School of Public Health drops ‘graduate’ as undergrad degree added

Pitt’s Graduate School of Public Health is dropping “graduate” from its name in recognition of its new undergraduate degree program, which was announced in January.

The University of Pittsburgh School of Public Health — also known as Pitt Public Health — will welcome its first undergraduate class in fall 2022. The school will offer a bachelor of science in public health degree, a four-year program that provides undergraduate students with a foundation in key public health disciplines, study abroad courses and research opportunities while embedding them in communities through active service-learning activities. 

“With the recent expansion of our student body at the undergraduate level, we are entering a new era of cultivating public health leaders across the educational continuum,” said the school’s dean, Maureen Lichtveld. “More than ever, as a premier school of public health in Pennsylvania, we are working together with our communities to counter the most intransigent health problems and inequities.”

The new name reflects the school's investment in younger generations of students passionate about public health, many of whom were driven by the ongoing COVID-19 pandemic, and the desire to embrace both the school’s undergraduate and graduate scholars.

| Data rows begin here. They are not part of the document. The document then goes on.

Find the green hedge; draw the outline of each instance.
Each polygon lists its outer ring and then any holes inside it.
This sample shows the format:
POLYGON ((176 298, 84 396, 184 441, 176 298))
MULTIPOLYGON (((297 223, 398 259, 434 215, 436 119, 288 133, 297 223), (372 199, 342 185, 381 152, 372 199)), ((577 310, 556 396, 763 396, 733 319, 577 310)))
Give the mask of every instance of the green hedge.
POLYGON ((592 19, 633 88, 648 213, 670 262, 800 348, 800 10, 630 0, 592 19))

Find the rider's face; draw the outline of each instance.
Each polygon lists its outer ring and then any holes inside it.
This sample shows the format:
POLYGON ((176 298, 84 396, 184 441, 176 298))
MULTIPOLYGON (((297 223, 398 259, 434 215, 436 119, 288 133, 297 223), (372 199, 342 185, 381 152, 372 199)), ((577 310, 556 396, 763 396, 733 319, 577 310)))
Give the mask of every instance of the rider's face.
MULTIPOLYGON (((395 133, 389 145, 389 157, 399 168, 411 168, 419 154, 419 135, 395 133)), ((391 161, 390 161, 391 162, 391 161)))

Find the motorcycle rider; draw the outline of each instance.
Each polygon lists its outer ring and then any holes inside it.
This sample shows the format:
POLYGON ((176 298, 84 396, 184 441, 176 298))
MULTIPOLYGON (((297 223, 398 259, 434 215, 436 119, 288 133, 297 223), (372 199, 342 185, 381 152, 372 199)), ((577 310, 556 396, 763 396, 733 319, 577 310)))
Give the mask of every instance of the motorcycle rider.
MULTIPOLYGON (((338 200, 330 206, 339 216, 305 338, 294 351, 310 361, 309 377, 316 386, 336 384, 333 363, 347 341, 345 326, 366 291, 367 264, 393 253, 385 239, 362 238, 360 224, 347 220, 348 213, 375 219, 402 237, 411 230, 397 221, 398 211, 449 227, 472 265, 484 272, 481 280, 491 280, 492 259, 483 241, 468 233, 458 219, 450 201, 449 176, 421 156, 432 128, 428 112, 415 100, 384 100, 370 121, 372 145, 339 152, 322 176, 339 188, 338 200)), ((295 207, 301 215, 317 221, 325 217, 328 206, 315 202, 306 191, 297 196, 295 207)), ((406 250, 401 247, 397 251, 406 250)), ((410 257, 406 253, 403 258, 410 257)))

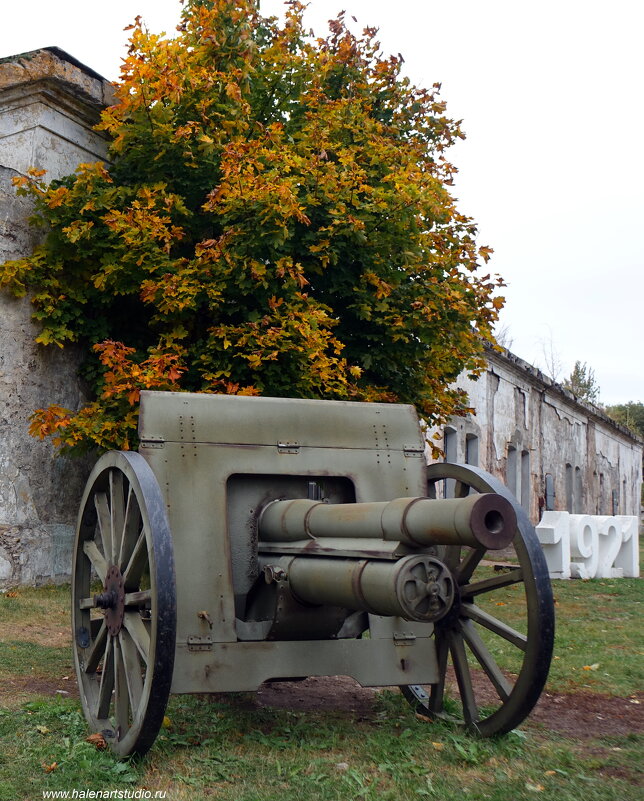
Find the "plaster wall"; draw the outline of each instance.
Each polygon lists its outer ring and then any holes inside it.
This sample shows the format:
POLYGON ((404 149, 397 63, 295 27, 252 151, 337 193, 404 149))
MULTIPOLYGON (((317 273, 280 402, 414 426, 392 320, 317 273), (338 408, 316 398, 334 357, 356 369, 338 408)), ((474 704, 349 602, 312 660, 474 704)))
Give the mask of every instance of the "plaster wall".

Founded in 1948, Pitt Public Health is a community of nearly 650 students, 160 faculty and 320 staff. The school has seven academic departments that include behavioral and community health sciences, biostatistics, environmental and occupational health, epidemiology, health policy and management, human genetics, and infectious diseases and microbiology.

Pitt Public Health is consistently ranked among the top recipients of National Institutes of Health funding.